The Shapiro Wilk test for many is one of the best options, since its power is very high, with the exception that it is used only for those non-normal distributions that are large enough and with strong distances. For small sample distributions and weak deviations, almost none of the usual tests appear to be good enough. Tests based on equivalence approaches can also be used and most likely, they may be somewhat better than the tests mentioned above.

Most of the techniques used in statistical inference such as hypothesis testing, regression analysis, forecasting models, etc. They are based on parametric models and, as we know, these models are subject to the assumption of normality. We can find in the literature several hypothesis tests proposed in order to verify whether or not the data come from a normal distribution, there are approximately 40 tests developed for this purpose and in the face of this wide range of options, the rigorous question with which we finds the researcher, is which of these tests is the best alternative to check the assumption of normal distribution in his data.

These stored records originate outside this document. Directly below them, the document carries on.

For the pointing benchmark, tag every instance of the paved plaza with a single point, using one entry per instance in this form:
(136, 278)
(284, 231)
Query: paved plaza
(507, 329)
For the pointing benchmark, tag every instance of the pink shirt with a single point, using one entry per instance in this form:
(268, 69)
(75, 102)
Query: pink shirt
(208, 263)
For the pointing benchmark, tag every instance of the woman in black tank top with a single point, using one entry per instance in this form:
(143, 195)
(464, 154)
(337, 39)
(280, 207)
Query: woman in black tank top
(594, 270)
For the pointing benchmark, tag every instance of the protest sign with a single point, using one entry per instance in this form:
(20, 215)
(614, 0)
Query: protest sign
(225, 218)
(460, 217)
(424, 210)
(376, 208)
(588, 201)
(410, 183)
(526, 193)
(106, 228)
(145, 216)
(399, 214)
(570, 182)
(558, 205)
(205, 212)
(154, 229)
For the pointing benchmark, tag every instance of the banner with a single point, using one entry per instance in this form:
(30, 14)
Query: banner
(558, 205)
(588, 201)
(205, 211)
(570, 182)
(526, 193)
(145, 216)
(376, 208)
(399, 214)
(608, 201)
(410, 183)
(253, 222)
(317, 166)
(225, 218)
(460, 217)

Multiple investigations have been developed in order to establish some criteria for comparison, which allows the researcher to objectively determine which is the most appropriate test. The comparison criterion most used by researchers is based on estimating through a simulation process the power that the different normality tests have, in order to recognize those tests whose power is the highest for their investigation. To estimate the power of 33 tests with different sample sizes such as n = 25, 50, 100 whose significance levels are ฮฑ = 0.05 and 0.1, different symmetric non-normal distributions were used such as: Cauchy, Beta, Laplace, Studentโ€™s t, Logistics and also other asymmetric ones such as Gamma, Chi square, Weibull, Log Normal, and Gumbelt) and others with modified normality such as mixed normal, contaminated normal, truncated normal and normal with atypicals to ensure the condition of non-normality . The power in all these cases does not change too much, regardless of whether they have different levels of significance. However, no specific test could be determined as the most powerful, as there are many different options based on the non-normal environment.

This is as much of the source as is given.